I have worked all my life within the world of health and social care. It’s a sector that is always complex and often baffling, one which on the face of it is all about people…but you don’t have to dig too deep to see that people are rarely in the driving seat.
Within my sector there is so much positive work happening right now across the whole of the UK. Work that has a focus on the strengths of people and communities rather than their deficits. This is so welcome as anything that has people at its heart can only be a good thing. Even more welcome when I see that as a result perceptions are changing and conversations are different and better. But.
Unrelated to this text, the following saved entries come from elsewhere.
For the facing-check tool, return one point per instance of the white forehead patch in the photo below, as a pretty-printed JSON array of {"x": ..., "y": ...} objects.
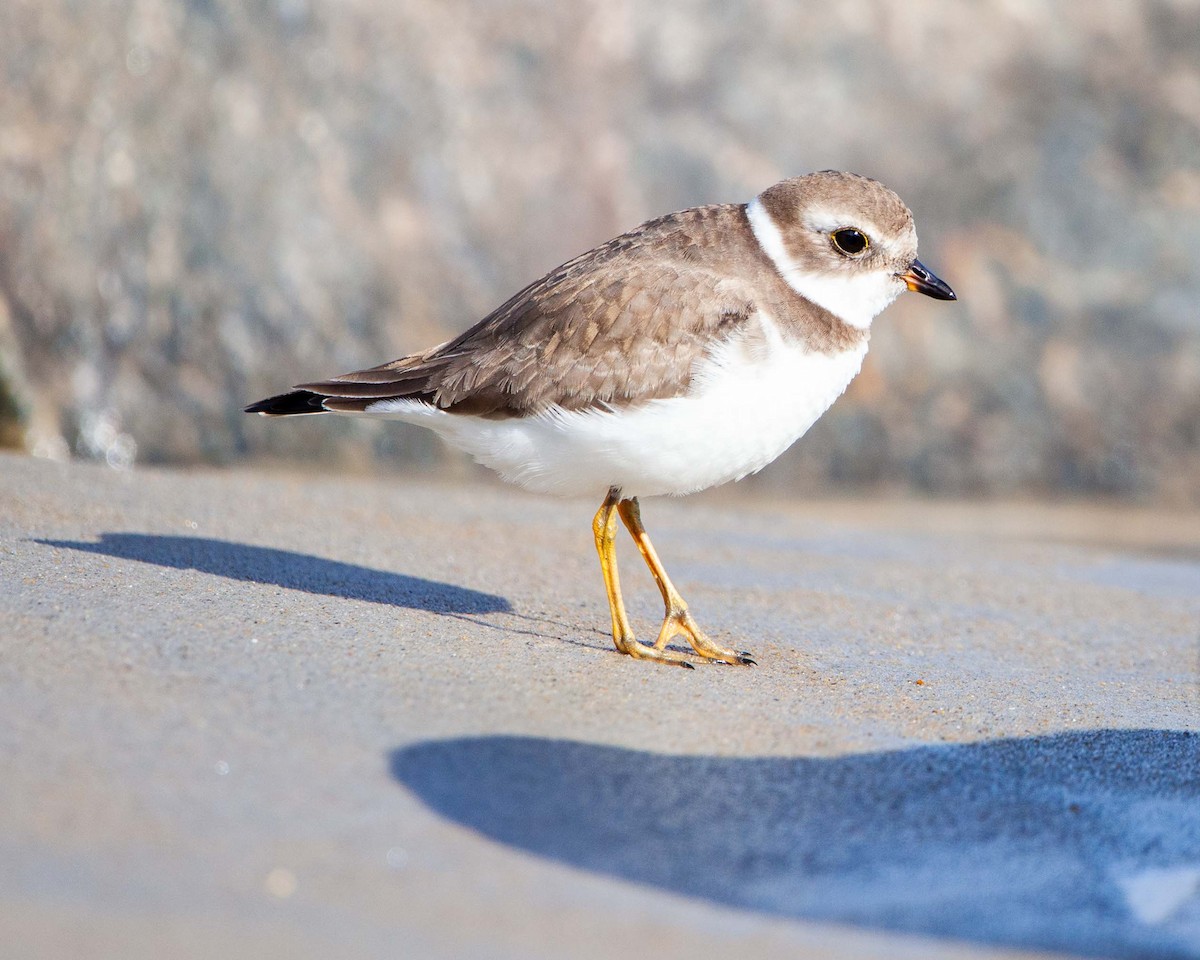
[{"x": 856, "y": 298}]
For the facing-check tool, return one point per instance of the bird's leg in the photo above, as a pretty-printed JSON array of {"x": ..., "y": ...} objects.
[
  {"x": 604, "y": 527},
  {"x": 678, "y": 621}
]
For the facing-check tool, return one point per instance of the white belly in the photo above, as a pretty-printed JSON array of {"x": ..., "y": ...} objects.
[{"x": 748, "y": 406}]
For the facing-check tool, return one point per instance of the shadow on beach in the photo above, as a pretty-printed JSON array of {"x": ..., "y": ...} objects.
[
  {"x": 1085, "y": 841},
  {"x": 295, "y": 571}
]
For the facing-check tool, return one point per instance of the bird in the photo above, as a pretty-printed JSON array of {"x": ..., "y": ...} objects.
[{"x": 685, "y": 353}]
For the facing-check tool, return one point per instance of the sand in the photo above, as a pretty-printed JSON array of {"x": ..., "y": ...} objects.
[{"x": 247, "y": 714}]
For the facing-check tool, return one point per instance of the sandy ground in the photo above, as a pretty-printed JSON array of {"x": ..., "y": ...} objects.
[{"x": 246, "y": 714}]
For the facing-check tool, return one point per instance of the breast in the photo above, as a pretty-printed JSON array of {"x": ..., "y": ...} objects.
[{"x": 750, "y": 400}]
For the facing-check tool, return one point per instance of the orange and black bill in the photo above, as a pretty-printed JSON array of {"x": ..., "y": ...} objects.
[{"x": 921, "y": 280}]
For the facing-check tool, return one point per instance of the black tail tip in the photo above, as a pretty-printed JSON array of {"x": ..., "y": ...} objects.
[{"x": 289, "y": 405}]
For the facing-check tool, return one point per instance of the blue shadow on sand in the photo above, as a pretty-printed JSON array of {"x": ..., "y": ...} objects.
[
  {"x": 1077, "y": 841},
  {"x": 295, "y": 571}
]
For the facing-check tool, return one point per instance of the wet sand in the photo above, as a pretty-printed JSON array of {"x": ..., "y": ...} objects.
[{"x": 249, "y": 714}]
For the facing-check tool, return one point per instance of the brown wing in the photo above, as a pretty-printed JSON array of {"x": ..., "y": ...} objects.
[{"x": 623, "y": 323}]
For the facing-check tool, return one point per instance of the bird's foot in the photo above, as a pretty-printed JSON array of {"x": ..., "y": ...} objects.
[
  {"x": 679, "y": 622},
  {"x": 639, "y": 651}
]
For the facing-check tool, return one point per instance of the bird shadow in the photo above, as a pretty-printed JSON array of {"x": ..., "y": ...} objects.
[
  {"x": 295, "y": 571},
  {"x": 1085, "y": 841}
]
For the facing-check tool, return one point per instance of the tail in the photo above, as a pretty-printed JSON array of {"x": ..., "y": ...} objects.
[{"x": 289, "y": 405}]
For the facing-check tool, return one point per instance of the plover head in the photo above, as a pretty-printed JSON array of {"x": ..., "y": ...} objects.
[{"x": 844, "y": 241}]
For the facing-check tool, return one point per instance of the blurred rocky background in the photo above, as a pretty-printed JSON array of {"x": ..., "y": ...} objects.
[{"x": 203, "y": 202}]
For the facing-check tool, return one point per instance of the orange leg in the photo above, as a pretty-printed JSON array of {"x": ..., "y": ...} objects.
[{"x": 604, "y": 527}]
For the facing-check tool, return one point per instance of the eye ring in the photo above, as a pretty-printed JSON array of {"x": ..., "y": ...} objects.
[{"x": 850, "y": 241}]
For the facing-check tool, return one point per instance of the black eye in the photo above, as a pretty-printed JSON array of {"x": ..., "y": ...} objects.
[{"x": 850, "y": 241}]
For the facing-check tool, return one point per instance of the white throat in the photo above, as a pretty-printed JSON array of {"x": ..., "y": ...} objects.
[{"x": 857, "y": 299}]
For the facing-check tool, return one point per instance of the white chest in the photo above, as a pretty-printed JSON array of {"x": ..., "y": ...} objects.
[{"x": 749, "y": 405}]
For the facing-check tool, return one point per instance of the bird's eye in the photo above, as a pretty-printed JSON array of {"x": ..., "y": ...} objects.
[{"x": 850, "y": 241}]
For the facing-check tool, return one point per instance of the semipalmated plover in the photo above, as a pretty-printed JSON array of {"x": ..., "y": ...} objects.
[{"x": 687, "y": 353}]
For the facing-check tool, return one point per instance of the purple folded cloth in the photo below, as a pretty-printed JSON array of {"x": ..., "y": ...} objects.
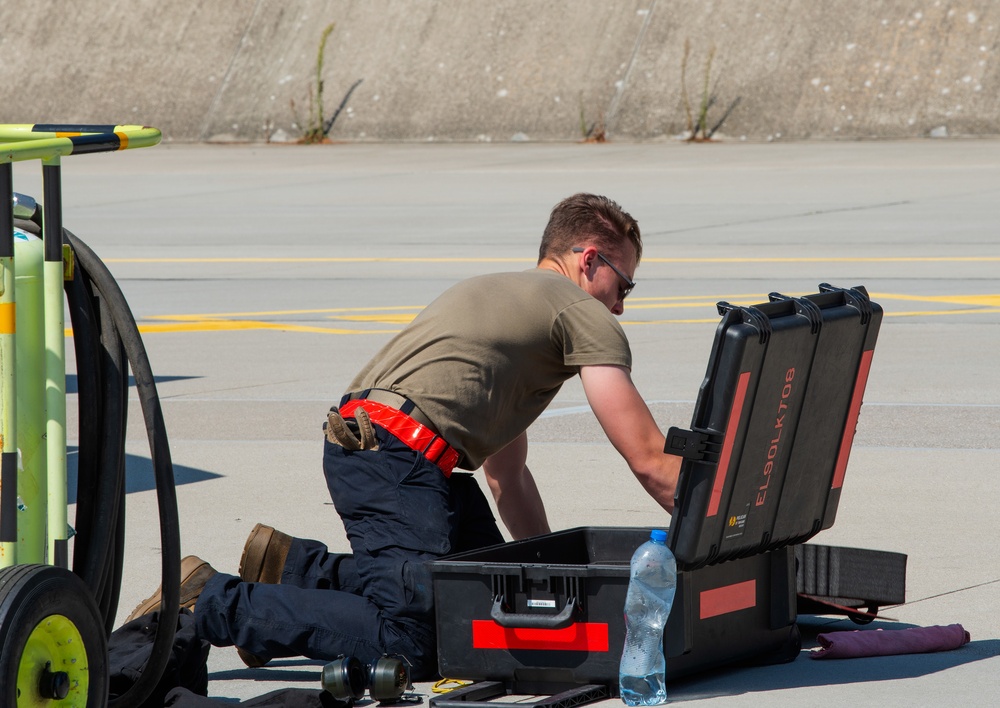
[{"x": 916, "y": 640}]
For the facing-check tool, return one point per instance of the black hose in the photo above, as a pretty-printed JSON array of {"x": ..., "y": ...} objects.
[{"x": 101, "y": 317}]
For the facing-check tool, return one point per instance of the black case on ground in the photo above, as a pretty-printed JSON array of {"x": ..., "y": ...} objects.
[{"x": 763, "y": 466}]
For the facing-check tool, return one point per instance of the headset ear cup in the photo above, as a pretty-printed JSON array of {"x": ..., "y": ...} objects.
[
  {"x": 344, "y": 678},
  {"x": 388, "y": 679}
]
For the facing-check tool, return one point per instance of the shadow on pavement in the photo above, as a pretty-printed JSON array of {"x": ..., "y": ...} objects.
[{"x": 138, "y": 474}]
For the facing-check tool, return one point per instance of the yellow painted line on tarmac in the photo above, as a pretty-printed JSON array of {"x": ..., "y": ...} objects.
[
  {"x": 320, "y": 259},
  {"x": 383, "y": 318}
]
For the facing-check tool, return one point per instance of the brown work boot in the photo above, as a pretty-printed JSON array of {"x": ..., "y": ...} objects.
[
  {"x": 262, "y": 562},
  {"x": 194, "y": 574},
  {"x": 264, "y": 555}
]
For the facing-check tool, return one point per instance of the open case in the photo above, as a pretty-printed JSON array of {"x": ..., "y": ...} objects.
[{"x": 763, "y": 466}]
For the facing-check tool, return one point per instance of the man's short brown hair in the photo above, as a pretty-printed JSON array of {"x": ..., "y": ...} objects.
[{"x": 585, "y": 219}]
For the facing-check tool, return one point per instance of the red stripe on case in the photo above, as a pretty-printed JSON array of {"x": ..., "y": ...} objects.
[
  {"x": 732, "y": 426},
  {"x": 851, "y": 426},
  {"x": 729, "y": 598},
  {"x": 581, "y": 636}
]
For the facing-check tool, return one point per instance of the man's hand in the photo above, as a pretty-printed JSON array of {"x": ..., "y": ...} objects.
[
  {"x": 631, "y": 428},
  {"x": 514, "y": 490}
]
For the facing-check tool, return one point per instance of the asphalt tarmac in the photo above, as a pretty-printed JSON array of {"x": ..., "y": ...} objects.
[{"x": 264, "y": 276}]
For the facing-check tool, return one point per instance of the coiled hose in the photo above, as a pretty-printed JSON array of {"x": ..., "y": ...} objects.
[{"x": 107, "y": 343}]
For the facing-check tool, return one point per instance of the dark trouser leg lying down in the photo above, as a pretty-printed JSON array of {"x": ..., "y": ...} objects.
[{"x": 399, "y": 512}]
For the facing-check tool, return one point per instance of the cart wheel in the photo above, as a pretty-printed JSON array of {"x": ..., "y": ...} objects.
[
  {"x": 864, "y": 619},
  {"x": 53, "y": 650}
]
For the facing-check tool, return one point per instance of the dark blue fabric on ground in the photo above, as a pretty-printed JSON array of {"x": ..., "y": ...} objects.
[{"x": 399, "y": 511}]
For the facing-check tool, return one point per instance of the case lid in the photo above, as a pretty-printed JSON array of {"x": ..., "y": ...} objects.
[{"x": 772, "y": 429}]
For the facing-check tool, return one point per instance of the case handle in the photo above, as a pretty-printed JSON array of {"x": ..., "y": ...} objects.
[{"x": 513, "y": 620}]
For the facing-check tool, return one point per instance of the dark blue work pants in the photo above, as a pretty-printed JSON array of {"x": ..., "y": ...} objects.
[{"x": 399, "y": 511}]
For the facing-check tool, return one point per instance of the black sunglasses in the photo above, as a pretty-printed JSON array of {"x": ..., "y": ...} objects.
[{"x": 629, "y": 283}]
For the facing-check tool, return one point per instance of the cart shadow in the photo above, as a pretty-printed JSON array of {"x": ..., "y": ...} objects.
[
  {"x": 805, "y": 672},
  {"x": 139, "y": 476}
]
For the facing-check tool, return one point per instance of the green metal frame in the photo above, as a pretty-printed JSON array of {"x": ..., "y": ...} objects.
[{"x": 48, "y": 143}]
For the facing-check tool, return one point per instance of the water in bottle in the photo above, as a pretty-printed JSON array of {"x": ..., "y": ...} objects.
[{"x": 652, "y": 582}]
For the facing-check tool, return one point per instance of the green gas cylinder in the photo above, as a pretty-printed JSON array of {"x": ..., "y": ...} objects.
[{"x": 29, "y": 353}]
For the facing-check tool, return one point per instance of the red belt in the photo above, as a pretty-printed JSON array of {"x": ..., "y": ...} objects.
[{"x": 411, "y": 433}]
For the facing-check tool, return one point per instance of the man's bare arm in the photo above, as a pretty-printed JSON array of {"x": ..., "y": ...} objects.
[
  {"x": 631, "y": 428},
  {"x": 518, "y": 501}
]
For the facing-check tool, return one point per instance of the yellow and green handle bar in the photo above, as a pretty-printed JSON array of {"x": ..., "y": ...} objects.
[{"x": 48, "y": 143}]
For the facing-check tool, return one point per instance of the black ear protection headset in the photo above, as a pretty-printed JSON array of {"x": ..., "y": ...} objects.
[{"x": 346, "y": 678}]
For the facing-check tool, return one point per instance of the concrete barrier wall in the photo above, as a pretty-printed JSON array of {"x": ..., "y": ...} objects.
[{"x": 507, "y": 69}]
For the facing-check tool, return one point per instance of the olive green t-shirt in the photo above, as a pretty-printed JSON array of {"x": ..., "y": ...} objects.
[{"x": 486, "y": 357}]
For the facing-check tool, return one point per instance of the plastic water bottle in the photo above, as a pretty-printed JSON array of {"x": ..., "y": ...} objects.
[{"x": 652, "y": 582}]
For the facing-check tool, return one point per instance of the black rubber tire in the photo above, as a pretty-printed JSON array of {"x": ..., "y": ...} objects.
[{"x": 31, "y": 595}]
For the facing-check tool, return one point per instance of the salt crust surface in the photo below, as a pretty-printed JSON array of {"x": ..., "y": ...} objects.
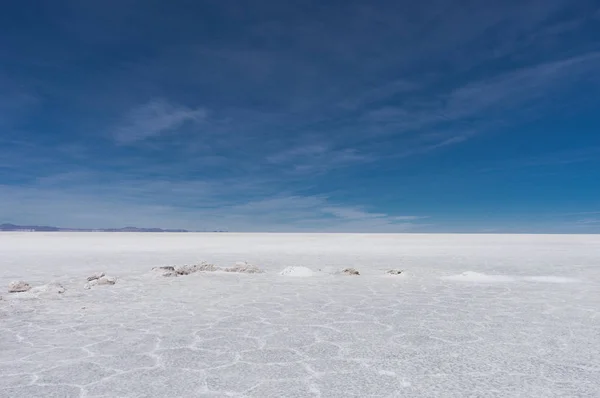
[{"x": 470, "y": 315}]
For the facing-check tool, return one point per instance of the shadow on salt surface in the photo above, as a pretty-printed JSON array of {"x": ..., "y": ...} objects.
[
  {"x": 301, "y": 272},
  {"x": 551, "y": 279},
  {"x": 471, "y": 276}
]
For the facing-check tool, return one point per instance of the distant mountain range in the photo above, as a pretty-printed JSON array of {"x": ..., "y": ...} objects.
[{"x": 41, "y": 228}]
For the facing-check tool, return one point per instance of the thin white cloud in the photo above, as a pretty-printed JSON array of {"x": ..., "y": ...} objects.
[
  {"x": 195, "y": 205},
  {"x": 154, "y": 119}
]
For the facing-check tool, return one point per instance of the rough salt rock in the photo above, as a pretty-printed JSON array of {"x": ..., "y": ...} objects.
[
  {"x": 297, "y": 271},
  {"x": 190, "y": 269},
  {"x": 350, "y": 271},
  {"x": 18, "y": 287},
  {"x": 394, "y": 272},
  {"x": 244, "y": 268},
  {"x": 167, "y": 271},
  {"x": 95, "y": 276},
  {"x": 107, "y": 280}
]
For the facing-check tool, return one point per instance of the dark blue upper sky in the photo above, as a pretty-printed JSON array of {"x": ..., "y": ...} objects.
[{"x": 374, "y": 116}]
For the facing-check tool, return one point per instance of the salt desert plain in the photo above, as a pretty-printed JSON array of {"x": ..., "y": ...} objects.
[{"x": 469, "y": 316}]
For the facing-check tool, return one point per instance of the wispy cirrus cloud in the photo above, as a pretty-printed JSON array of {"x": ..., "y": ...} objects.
[
  {"x": 153, "y": 119},
  {"x": 315, "y": 158}
]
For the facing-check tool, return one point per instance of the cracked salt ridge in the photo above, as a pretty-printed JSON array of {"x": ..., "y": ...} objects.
[{"x": 214, "y": 334}]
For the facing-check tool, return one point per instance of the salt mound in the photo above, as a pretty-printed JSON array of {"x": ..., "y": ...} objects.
[
  {"x": 105, "y": 280},
  {"x": 470, "y": 276},
  {"x": 297, "y": 271},
  {"x": 95, "y": 276},
  {"x": 18, "y": 287},
  {"x": 167, "y": 271},
  {"x": 245, "y": 268},
  {"x": 350, "y": 271},
  {"x": 394, "y": 272}
]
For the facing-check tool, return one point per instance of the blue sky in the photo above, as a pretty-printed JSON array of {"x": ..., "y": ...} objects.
[{"x": 335, "y": 116}]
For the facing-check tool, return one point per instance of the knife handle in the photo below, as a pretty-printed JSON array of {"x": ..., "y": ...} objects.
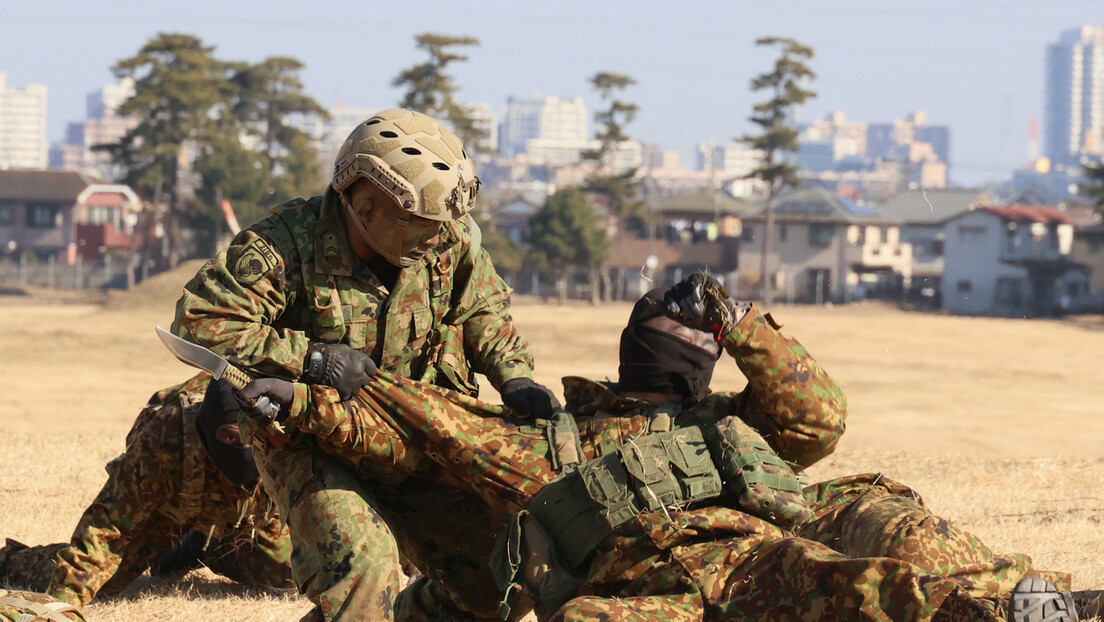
[{"x": 236, "y": 378}]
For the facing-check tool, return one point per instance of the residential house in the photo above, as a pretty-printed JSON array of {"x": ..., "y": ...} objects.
[
  {"x": 921, "y": 214},
  {"x": 701, "y": 215},
  {"x": 1010, "y": 261},
  {"x": 63, "y": 214},
  {"x": 1089, "y": 251},
  {"x": 826, "y": 248}
]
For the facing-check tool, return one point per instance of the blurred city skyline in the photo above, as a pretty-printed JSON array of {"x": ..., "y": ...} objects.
[{"x": 976, "y": 67}]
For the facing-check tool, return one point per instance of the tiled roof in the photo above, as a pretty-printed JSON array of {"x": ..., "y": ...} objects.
[
  {"x": 818, "y": 203},
  {"x": 1044, "y": 214},
  {"x": 55, "y": 186},
  {"x": 930, "y": 207},
  {"x": 702, "y": 201}
]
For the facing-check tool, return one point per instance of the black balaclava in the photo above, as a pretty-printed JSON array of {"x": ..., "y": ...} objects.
[
  {"x": 659, "y": 355},
  {"x": 219, "y": 408}
]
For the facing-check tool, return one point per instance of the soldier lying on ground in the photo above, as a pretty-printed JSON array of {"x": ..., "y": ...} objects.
[
  {"x": 184, "y": 474},
  {"x": 685, "y": 505},
  {"x": 384, "y": 269}
]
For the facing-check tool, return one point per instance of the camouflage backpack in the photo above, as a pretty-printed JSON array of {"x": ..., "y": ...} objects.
[{"x": 35, "y": 607}]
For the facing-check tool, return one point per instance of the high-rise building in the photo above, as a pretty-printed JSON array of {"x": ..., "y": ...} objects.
[
  {"x": 102, "y": 126},
  {"x": 1073, "y": 123},
  {"x": 550, "y": 119},
  {"x": 23, "y": 126}
]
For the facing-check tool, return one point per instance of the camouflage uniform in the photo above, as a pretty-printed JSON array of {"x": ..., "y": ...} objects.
[
  {"x": 162, "y": 485},
  {"x": 293, "y": 278},
  {"x": 707, "y": 562}
]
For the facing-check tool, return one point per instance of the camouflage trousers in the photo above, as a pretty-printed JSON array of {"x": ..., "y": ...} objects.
[
  {"x": 257, "y": 559},
  {"x": 873, "y": 551},
  {"x": 713, "y": 562},
  {"x": 347, "y": 533},
  {"x": 343, "y": 555},
  {"x": 34, "y": 607},
  {"x": 717, "y": 563}
]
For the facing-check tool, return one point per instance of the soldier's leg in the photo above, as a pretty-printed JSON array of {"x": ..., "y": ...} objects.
[
  {"x": 257, "y": 558},
  {"x": 447, "y": 534},
  {"x": 794, "y": 579},
  {"x": 668, "y": 608},
  {"x": 28, "y": 568},
  {"x": 343, "y": 557},
  {"x": 873, "y": 516}
]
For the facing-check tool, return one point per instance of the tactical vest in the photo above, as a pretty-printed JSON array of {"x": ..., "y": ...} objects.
[{"x": 657, "y": 472}]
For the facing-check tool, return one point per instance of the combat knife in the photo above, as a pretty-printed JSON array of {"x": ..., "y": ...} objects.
[{"x": 203, "y": 358}]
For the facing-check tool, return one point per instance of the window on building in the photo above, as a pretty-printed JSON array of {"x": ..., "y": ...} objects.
[
  {"x": 43, "y": 215},
  {"x": 1011, "y": 238},
  {"x": 820, "y": 234},
  {"x": 970, "y": 233},
  {"x": 1009, "y": 292}
]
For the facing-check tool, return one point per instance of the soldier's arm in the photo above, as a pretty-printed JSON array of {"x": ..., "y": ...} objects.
[
  {"x": 233, "y": 301},
  {"x": 481, "y": 303},
  {"x": 789, "y": 398},
  {"x": 138, "y": 484}
]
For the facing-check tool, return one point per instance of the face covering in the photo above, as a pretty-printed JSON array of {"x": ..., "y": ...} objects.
[
  {"x": 219, "y": 408},
  {"x": 659, "y": 355}
]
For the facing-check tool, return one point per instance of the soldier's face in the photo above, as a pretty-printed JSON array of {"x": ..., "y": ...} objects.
[{"x": 381, "y": 215}]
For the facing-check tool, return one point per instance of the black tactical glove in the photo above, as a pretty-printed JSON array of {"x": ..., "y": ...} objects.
[
  {"x": 184, "y": 556},
  {"x": 700, "y": 303},
  {"x": 266, "y": 399},
  {"x": 528, "y": 398},
  {"x": 338, "y": 366}
]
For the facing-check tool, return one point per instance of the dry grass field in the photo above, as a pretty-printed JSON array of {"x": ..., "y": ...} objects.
[{"x": 999, "y": 423}]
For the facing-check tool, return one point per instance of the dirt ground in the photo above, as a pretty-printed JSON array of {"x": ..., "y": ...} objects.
[{"x": 998, "y": 423}]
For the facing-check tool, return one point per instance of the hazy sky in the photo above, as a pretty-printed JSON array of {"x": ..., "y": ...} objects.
[{"x": 976, "y": 66}]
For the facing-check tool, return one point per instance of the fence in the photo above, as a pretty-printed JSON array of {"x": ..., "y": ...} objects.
[{"x": 50, "y": 273}]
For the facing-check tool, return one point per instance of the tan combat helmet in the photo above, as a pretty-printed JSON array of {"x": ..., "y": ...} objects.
[{"x": 412, "y": 158}]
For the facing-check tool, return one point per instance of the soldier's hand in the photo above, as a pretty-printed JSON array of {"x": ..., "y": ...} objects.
[
  {"x": 528, "y": 398},
  {"x": 266, "y": 399},
  {"x": 700, "y": 303},
  {"x": 338, "y": 366}
]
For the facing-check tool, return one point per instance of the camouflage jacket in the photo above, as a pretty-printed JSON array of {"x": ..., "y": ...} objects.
[
  {"x": 163, "y": 476},
  {"x": 396, "y": 428},
  {"x": 293, "y": 278}
]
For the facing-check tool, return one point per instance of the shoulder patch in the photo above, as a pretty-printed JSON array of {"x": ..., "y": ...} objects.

Increasingly the conversations about people’s strengths seem to come under the banner of prevention. This can mean they sometimes take a slightly odd turn that makes us Community Catalysts feel a bit uncomfy, one which shows the aim is not really about celebrating all the good stuff but more about ensuring people stay well back from the gateway into (costly) ‘serviceland’. So, I hear you say, what is wrong about keeping out of serviceland? Who wants to enter the world of health and social care unless they really need to? But. The real downside of too strong a link between strengths and prevention is that the strengths of people who are in the system get missed.
The reality is that people who are older or disabled or who live with a long-term health condition may need some extra help to live their lives. All fine but there is a downside. Problems start when this support overshadows the skills, interests and talents the person has and they start to be seen mainly for what they need rather than what they offer, their strengths unseen and untapped. The waste of talent is a tragedy for the individual and impoverishes their communities.
From this starting point Community Catalysts supported by the National Lottery Community Fund have developed a project with a focus on people’s strengths instead of their needs. We think there could be some real value in finding out what helps people and the folks around them to value their strengths and believe in themselves. We decided to focus on leaders mainly because we think they have a lot to teach us and others about what is possible. This threw up a few issues because ‘leader’ could be interpreted in lots of different ways. So, we pinned it down to define leaders as people who start their own enterprise or group or lead change in their local community. We called these folks ‘people who are doing it for themselves’ and got cracking.
Exciting stuff but more than a bit scary too.
We made a start by writing a list of all the people we knew who are ‘doing it for themselves’ and then grew the list by inviting people to get in touch, searching online, using social media and talking to people we know about people they know. The results were amazing. 56 individual leaders running enterprises or businesses or groups in their community and another 15 run by groups of people working together. And the list keeps growing. We found people in England, Scotland and Wales; in cities and villages. Men and women, of all ages, who live with conditions like dementia or autism or epilepsy; those define themselves as disabled and others who experience challenges with their health. All of whom are actively, intentionally and gloriously leading positive change for themselves or others. Strengths at the forefront with needs still there but well out of focus.
People like Charlie in Rotherham – a talented young woman who always wanted to work as beauty therapist but couldn’t get a job. With help from Speak Up and my colleague Harry Charlie decided to set up her own enterprise.
‘I looked for a salon job and nobody would take me on or give me a chance because of my disability, even though I am hard working. Therefore, I thought I might as well set up my own business’
Over the next few weeks we will be talking to the people we’ve found and asking them to share their story. We want to find out what drove them to lead, what helped and what got in the way. If all goes well, we plan to focus on an area or two, work with local people and organisations, and see if we can do things to make more and more people feel able to ‘do it for themselves. One thing that is certain is that we and society has a lot to learn but that there are plenty of people out there with loads of personal expertise who could make exceptional teachers.